Privacy

C’è l’accordo tra USA e UE per il Privacy Shield

Accordo trovato tra UE e USA per il Privacy Shield. L’accordo è mirato ad assicurare una più stringente protezione dei dati personali , facendo prevalere il diritto alla privacy su quello dell’autorità pubblica a controllare i dati trasferiti. L’accordo sostituisce il Safe Harbor, bocciato nell’ottobre 2015 dalla Corte di Giustizia, che lo ha definito poco garantista alla luce dello scandalo Datagate. Con Safe Harbor le società statunitensi potevano gestire il trasferimento transatlantico dei dati degli utenti europei attraverso un’autocertificazione, nella quale le stesse aziende indicavano di rispettare determinati criteri in termini di privacy.

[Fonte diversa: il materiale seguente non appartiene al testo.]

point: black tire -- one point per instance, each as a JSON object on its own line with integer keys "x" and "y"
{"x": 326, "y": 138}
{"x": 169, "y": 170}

Il Privacy Shield è stato approvato dal Comitato art.31, un organismo specializzato formato dai rappresentanti degli Stati membri. E’ stata espressa soddisfazione da parte di Andrus Ansip, vice commissario per il mercato unico digitale, e Vera Jourova, commissaria UE alla giustizia. Per i funzionari europei si tratta di una fondamentale rassicurazione scritta da parte degli USA ad un trattamento dei dati personali orientato alla salvaguardia del diritto alla privacy. Infatti l’accordo obbligherebbe le società che gestiscono i dati ad un maggiore rispetto nel loro utilizzo.  Austria e Slovenia hanno recitato la parte dei bastian contrari, poiché l’accordo, a loro modo di vedere, non assicurerebbe una sufficiente protezione alla privacy dei cittadini. Bulgaria e Croazia si sono invece astenute dal voto.

Inoltre gli USA istituiranno un Ombudsman, che avrà la funzione di ricevere gli appelli dei cittadini europei preoccupati per eventuali lesioni al loro diritto alla privacy. Il monitoraggio del sistema sarà altresì assicurato da una costante revisione condotta dalla Commissione Europea e dal Dipartimento del Commercio americano.  L’approvazione del Privacy Shield è l’ultimo atto di un lungo iter apertosi con la presentazione del testo il 29 febbraio da parte della Commissione Europea. A essa è seguita la risoluzione adottata il 26 maggio dal Parlamento Europeo. Dal loro canto le grandi compagnie americane esprimono soddisfazione per la copertura di un vuoto giuridico, reso tale dalla bocciatura di Safe Harbor.